J’écoutais de la jungle, j’allais en club et les profs regardaient ça avec une sorte de dédain. Donc en sortant de là, je suis retourné en fac d’histoire. Je me suis arrêté juste avant la thèse en histoire médiévale. J’avais lu que les Chemical Brothers avaient étudié la même matière à la fac de Manchester, ça m’avait rendu très heureux. (rires) Ce n’est qu’à partir de 2012-2013 que la musique est devenue mon métier. Mais j’ai toujours l’impression que ça peut s’arrêter à tout moment. C’est quelque chose d’assez fragile quand même. Je considère que ce n’est jamais gagné.

 

Qu’est-ce qui te surprend le plus dans ton parcours depuis ton premier album en 2012 ?

Comment certaines rencontres peuvent changer beaucoup de choses. Je pense à ma première manageuse, Caroline Voisin. Elle m’a vu à un concert au Truskel à Paris et elle m’a dit : « Il faut absolument que l’on travaille ensemble. » Par la suite, elle m’a ouvert beaucoup de portes et provoqué d’autres rencontres, dont celle avec Étienne Daho.

 

yan wagner

©Yohan Cordelle @aterlieroz

Comment il est Étienne Daho ?

C’est quelqu’un de très fidèle, contrairement à d’autres qui vont prendre des gens sous leur aile uniquement pour absorber leur énergie vitale. Ce n’est pas du tout son cas. Il est juste à l’affût de ce qu’il se passe. On continue à se parler, à collaborer. Il est tout l’inverse de ce qu’on peut imaginer du show-business avec des requins partout pour t’arnaquer.

 

Aujourd’hui tu habites Marseille, es-tu connecté à la scène locale ?
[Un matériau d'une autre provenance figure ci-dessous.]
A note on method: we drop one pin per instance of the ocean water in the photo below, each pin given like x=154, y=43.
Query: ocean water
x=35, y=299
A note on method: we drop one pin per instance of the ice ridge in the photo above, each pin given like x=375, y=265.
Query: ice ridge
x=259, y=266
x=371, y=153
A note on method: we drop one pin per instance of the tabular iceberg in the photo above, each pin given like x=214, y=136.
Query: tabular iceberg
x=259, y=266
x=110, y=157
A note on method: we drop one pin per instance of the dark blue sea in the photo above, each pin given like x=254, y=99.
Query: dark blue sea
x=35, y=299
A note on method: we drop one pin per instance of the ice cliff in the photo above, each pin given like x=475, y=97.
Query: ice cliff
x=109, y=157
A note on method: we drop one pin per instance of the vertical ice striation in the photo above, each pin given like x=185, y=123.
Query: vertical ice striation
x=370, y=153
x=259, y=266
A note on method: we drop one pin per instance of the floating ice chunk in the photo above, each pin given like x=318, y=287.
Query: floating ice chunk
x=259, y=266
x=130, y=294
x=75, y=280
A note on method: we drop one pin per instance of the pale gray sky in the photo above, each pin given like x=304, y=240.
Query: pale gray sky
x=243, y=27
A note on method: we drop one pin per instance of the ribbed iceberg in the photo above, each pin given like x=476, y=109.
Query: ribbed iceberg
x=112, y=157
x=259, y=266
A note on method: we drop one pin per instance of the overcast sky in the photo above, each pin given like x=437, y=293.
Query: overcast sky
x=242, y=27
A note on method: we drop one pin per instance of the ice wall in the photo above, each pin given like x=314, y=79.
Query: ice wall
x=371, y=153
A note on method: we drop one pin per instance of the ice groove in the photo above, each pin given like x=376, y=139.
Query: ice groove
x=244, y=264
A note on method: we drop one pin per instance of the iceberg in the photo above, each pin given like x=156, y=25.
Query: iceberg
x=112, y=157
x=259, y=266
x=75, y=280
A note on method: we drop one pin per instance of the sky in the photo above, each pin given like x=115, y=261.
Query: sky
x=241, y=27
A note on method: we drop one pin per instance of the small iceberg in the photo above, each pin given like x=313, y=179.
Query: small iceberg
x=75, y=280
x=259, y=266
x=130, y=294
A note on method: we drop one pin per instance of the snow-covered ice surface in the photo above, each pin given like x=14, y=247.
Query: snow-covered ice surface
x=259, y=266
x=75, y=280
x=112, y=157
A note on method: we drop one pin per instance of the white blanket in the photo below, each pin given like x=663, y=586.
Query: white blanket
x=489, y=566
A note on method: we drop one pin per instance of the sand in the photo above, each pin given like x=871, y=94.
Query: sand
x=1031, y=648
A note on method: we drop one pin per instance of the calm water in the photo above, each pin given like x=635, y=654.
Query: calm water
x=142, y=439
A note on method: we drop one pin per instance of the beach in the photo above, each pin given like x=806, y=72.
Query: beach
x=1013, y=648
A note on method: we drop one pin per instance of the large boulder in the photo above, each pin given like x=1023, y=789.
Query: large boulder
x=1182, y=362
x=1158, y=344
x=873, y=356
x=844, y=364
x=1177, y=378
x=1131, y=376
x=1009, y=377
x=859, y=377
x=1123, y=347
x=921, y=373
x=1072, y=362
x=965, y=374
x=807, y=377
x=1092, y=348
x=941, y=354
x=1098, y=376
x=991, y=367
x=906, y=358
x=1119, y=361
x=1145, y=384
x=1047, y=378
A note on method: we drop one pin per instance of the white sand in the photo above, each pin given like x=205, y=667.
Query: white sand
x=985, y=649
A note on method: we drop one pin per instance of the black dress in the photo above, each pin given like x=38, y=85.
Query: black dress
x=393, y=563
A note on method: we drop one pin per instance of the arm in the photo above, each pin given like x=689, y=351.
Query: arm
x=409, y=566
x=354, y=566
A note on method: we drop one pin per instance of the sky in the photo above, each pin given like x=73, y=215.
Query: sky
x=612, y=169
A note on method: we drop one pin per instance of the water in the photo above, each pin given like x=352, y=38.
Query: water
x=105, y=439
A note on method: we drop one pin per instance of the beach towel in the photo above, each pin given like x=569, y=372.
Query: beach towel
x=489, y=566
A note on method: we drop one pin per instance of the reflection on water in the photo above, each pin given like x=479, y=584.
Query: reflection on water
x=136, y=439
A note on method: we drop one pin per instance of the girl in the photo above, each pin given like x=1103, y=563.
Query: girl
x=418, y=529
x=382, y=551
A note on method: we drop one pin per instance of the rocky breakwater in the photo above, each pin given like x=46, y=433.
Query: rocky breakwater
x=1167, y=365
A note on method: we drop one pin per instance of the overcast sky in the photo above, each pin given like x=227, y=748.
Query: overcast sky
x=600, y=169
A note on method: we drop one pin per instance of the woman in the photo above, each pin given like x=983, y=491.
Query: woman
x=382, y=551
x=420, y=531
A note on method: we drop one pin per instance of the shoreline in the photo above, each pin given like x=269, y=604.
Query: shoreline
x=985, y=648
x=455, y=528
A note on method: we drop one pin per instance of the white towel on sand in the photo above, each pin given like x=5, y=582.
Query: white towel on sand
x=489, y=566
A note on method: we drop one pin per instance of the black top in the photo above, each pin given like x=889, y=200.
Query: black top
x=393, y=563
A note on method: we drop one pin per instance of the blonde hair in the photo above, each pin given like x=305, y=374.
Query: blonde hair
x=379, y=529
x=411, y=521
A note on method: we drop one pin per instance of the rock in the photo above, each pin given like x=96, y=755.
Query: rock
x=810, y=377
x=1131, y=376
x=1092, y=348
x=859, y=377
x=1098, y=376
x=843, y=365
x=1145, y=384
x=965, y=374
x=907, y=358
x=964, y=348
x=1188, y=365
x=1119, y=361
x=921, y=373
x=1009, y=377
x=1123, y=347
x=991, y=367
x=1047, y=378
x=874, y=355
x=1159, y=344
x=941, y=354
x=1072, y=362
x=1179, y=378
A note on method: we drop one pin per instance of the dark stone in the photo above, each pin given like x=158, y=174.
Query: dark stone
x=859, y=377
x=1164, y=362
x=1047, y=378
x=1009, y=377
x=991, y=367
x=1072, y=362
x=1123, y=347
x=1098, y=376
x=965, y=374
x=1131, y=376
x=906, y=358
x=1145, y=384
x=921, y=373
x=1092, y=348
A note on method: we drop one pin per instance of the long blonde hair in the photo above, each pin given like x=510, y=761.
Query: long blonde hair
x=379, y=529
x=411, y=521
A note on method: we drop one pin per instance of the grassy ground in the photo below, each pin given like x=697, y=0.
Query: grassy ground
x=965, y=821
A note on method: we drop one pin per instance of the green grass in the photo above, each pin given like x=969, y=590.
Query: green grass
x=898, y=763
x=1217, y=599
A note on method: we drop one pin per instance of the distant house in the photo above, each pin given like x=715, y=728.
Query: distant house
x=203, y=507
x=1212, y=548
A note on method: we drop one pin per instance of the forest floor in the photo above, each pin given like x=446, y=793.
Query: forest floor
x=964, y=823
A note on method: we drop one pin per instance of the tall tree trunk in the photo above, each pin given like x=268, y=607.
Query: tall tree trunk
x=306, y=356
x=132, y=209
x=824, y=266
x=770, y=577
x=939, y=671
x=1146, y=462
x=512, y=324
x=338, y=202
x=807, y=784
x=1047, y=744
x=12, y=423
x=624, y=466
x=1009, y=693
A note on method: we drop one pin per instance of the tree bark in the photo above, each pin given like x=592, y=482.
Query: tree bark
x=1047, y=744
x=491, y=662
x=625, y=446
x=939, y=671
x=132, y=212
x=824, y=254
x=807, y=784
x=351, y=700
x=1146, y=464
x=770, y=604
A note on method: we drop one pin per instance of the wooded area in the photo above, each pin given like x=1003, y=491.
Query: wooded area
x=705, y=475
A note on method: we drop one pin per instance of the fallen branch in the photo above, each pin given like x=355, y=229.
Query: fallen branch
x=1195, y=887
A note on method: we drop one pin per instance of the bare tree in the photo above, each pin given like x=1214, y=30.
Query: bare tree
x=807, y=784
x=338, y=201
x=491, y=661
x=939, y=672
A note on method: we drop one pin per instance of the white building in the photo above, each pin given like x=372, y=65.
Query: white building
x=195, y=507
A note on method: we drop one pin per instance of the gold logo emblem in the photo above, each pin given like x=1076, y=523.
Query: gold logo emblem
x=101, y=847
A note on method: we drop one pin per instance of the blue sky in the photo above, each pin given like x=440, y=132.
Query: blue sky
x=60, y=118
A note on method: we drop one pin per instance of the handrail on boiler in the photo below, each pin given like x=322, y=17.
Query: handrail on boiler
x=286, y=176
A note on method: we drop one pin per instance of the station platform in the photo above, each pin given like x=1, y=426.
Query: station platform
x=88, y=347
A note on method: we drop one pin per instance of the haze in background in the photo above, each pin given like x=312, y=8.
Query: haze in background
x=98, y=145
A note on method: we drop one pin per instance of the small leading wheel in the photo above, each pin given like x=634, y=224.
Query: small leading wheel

J’y habite depuis 2019, mais avant cela j’étais très lié avec Relatif Yann et Fred du bar La dame noir. Quand on a emménagé là-bas avec ma femme, qui est originaire de la ville, j’étais plein de bonnes résolutions : « Allez, je vais prendre ancrage musicalement à Marseille. » Puis je me suis cassé le pied, les confinements successifs ont freiné cette volonté, mais aujourd’hui j’essaie justement de renouer quelque chose.

Cette ville dégage une énergie particulière et on trouve beaucoup de lieux un peu souterrains, un peu déglingués, avec un public génial, ce qui est propice à créer quelque chose d’assez magique pour un concert ou une soirée. Je me souviens d’avoir vu Dame Area à l’Embobineuse il y a un an et demi, un endroit improbable, un peu caché, leur programmation est folle et ce concert était incroyable.

 

Comment imagines-tu ton futur ?

Je crois que plus on travaille pour les autres, plus on arrive à définir ce que l’on est vraiment. Tous ces projets me permettent de trouver la voie pour mon prochain album.